Her yıl 29 Ekim sabahı, yurdun dört bir yanında aynı coşku ve gururla uyanırız. Bayraklar pencerelere asılır, okullarda marşlar yankılanır, meydanlar kırmızı beyaz bir denize dönüşür. Ama bu kutlamalar sadece bir törenin, bir resmî günün ifadesi değildir. 29 Ekim, bir halkın kaderine sahip çıkışının, özgürlüğe ve aydınlığa uzanan yolunun adıdır.
Cumhuriyet, bir yönetim biçimi olmanın çok ötesindedir. O, bir halkın “kendi geleceğini kendi elleriyle kurma” iradesidir. Mustafa Kemal Atatürk’ün “Özgürlük ve bağımsızlık benim karakterimdir” sözü, aslında bu topraklarda doğan yeni bir anlayışın özetidir. Yüzyıllar boyunca bir kişinin ya da zümrenin elinde olan egemenlik, 29 Ekim 1923’te halka devredildi.
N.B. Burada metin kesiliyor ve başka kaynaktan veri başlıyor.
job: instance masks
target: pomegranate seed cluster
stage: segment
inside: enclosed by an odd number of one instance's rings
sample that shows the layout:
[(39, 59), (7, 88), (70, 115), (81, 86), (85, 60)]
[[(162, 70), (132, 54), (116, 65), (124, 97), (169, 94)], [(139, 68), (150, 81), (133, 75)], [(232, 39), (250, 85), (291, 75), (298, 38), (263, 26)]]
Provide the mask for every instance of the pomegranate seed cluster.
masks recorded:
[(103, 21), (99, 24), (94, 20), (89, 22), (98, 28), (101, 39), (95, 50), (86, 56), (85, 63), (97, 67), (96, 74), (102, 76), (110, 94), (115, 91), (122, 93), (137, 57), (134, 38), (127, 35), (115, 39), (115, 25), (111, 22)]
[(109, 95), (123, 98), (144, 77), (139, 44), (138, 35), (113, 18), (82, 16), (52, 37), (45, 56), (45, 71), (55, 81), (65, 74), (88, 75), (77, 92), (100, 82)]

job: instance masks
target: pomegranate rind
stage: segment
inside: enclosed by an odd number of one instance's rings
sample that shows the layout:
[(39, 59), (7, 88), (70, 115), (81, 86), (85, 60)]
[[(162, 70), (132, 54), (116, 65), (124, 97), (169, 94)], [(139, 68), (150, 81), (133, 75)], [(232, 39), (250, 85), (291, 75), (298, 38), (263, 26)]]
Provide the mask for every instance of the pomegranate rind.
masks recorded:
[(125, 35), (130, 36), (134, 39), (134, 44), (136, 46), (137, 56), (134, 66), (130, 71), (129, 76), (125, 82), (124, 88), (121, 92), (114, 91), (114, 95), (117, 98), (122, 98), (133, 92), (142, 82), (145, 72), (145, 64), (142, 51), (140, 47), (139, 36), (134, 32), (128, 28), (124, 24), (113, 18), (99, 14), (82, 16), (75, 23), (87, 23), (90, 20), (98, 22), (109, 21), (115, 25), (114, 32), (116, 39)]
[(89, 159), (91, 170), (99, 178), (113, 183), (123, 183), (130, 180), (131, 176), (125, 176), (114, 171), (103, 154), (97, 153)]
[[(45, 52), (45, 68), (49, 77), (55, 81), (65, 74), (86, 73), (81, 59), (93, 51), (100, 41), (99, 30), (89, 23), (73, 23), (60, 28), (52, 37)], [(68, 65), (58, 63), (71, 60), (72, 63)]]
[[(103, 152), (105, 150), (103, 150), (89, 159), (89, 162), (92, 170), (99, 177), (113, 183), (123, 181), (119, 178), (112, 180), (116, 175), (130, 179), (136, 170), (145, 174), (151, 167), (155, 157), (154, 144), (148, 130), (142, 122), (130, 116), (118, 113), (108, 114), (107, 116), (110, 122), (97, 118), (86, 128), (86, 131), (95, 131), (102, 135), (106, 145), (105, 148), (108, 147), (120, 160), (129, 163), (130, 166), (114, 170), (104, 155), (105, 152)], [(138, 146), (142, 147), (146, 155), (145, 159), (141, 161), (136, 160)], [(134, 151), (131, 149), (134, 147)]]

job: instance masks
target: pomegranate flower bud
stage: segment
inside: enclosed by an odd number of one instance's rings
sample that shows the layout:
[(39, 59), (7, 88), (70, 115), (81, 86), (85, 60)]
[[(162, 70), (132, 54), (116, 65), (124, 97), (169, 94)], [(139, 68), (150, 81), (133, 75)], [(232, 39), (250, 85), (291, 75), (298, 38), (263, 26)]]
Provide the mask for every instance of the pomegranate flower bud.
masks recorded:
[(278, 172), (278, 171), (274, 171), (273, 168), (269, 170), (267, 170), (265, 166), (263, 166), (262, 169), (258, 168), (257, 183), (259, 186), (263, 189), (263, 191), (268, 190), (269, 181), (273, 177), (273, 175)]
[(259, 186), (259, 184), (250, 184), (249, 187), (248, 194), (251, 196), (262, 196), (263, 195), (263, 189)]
O günden sonra bu ülkenin insanı artık “tebaa” değil, “yurttaş” oldu.
Cumhuriyet’in temeli özgürlük ve bağımsızlıktır.
Bağımsızlık, emperyalizme karşı verilen destansı bir mücadelenin sonucudur; özgürlük ise o mücadelenin meyvesidir. Cumhuriyet, düşüncenin, inancın ve yaşam biçiminin özgürlüğünü garanti altına alarak, insanı merkeze alan bir düzen kurmuştur. Çünkü özgür birey olmadan, özgür toplum olmaz.
Ve Cumhuriyet’in en güçlü dayanaklarından biri laikliktir.
Laiklik, yalnızca din ve devlet işlerinin ayrılması değildir; aynı zamanda aklın, bilimin ve vicdanın özgürleşmesidir. Laik bir düzende insan, inancını baskı olmadan yaşar; düşüncesini korkmadan dile getirir. Eğitimde fırsat eşitliği, kadın ve erkeğin yan yana yürüyebilmesi, sanatın, bilimin, kültürün gelişebilmesi hep bu anlayışın ürünüdür.
Bugün Cumhuriyet 102 yaşında.
Yüz yılı aşkın bu yolculukta nice fırtınalardan geçtik; kimi zaman tökezledik, kimi zaman yeniden ayağa kalktık. Ama her defasında Cumhuriyet’in aydınlık ilkeleri bize yön gösterdi. Çünkü Cumhuriyet, karanlığa karşı yakılmış bir meşaledir — ve o meşale hâlâ elimizdedir.
29 Ekim sadece geçmişi anmak değil, geleceğe dair bir söz vermektir.
O söz şudur:
Özgürlükten, bağımsızlıktan, laiklikten ve halk egemenliğinden asla vazgeçmeyeceğiz.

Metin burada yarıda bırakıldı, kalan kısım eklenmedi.